Horticulturalist Reich explains just how simple growing fruit as part of a garden can be. Detailed, easy-to-follow instructions on spacing, propagating, thinning, and pruning fruit trees and shrubs are accompanied by a comprehensive plant portrait chapter that includes a wealth of information on fruits from apples to quince. 200 color photos.
Lee Reich, PhD started out pursuing an academic career, a trajectory that came to an abrupt halt during his second year in graduate school while studying quantum chemistry. He dropped out, moved to Vermont to ponder, and, after a year, immersed himself in the study and practice of agriculture: reading popular and academic works, entering graduate school, and gardening like a madman.
After three graduate degrees, work work with the U.S. Department of Agriculture and Cornell University, and much dirt under his fingernails, he went off on his own as a freelance horticultural writer, consultant, and lecturer.

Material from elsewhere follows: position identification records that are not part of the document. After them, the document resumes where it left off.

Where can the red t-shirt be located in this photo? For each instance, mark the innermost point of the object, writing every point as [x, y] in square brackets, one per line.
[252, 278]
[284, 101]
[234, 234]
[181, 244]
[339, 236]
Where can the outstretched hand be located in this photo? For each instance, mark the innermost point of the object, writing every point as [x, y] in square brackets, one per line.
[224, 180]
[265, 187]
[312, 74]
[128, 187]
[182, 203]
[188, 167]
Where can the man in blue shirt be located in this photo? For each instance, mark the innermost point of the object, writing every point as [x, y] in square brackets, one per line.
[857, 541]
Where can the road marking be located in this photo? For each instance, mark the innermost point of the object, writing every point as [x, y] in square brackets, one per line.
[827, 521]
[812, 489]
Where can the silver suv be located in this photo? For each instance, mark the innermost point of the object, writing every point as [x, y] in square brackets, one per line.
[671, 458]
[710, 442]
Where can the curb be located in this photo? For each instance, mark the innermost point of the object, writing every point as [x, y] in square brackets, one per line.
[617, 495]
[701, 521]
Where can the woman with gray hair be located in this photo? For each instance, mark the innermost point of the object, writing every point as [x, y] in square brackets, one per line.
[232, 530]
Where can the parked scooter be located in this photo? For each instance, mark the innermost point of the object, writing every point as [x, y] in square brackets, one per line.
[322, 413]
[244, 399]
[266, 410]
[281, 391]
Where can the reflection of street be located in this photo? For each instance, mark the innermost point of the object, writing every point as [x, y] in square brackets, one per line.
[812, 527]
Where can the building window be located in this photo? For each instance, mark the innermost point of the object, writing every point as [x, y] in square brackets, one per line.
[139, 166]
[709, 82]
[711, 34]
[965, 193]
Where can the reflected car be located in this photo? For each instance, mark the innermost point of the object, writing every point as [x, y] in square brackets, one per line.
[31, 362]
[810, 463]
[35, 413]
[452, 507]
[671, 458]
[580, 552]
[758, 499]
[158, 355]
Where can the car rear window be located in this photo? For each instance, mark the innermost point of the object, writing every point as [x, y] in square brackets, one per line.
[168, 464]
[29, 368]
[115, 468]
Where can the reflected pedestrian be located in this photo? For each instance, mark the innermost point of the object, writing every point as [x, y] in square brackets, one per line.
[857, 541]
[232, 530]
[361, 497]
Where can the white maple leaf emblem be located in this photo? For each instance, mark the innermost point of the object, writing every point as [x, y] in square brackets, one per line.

Out in the backyard, the garden developed and garnered awards ("Prettiest Vegetable Garden: from Organic Gardening magazine, "Best Vegetable Garden" from National Gardening magazine), and was featured in the New York Times and Martha Stewart Living. The garden also grew: Lee now considers himself a farmdener (more than a gardener, less than a farmer), tending his farmden in a small river valley in New York's beautiful Hudson River Valley.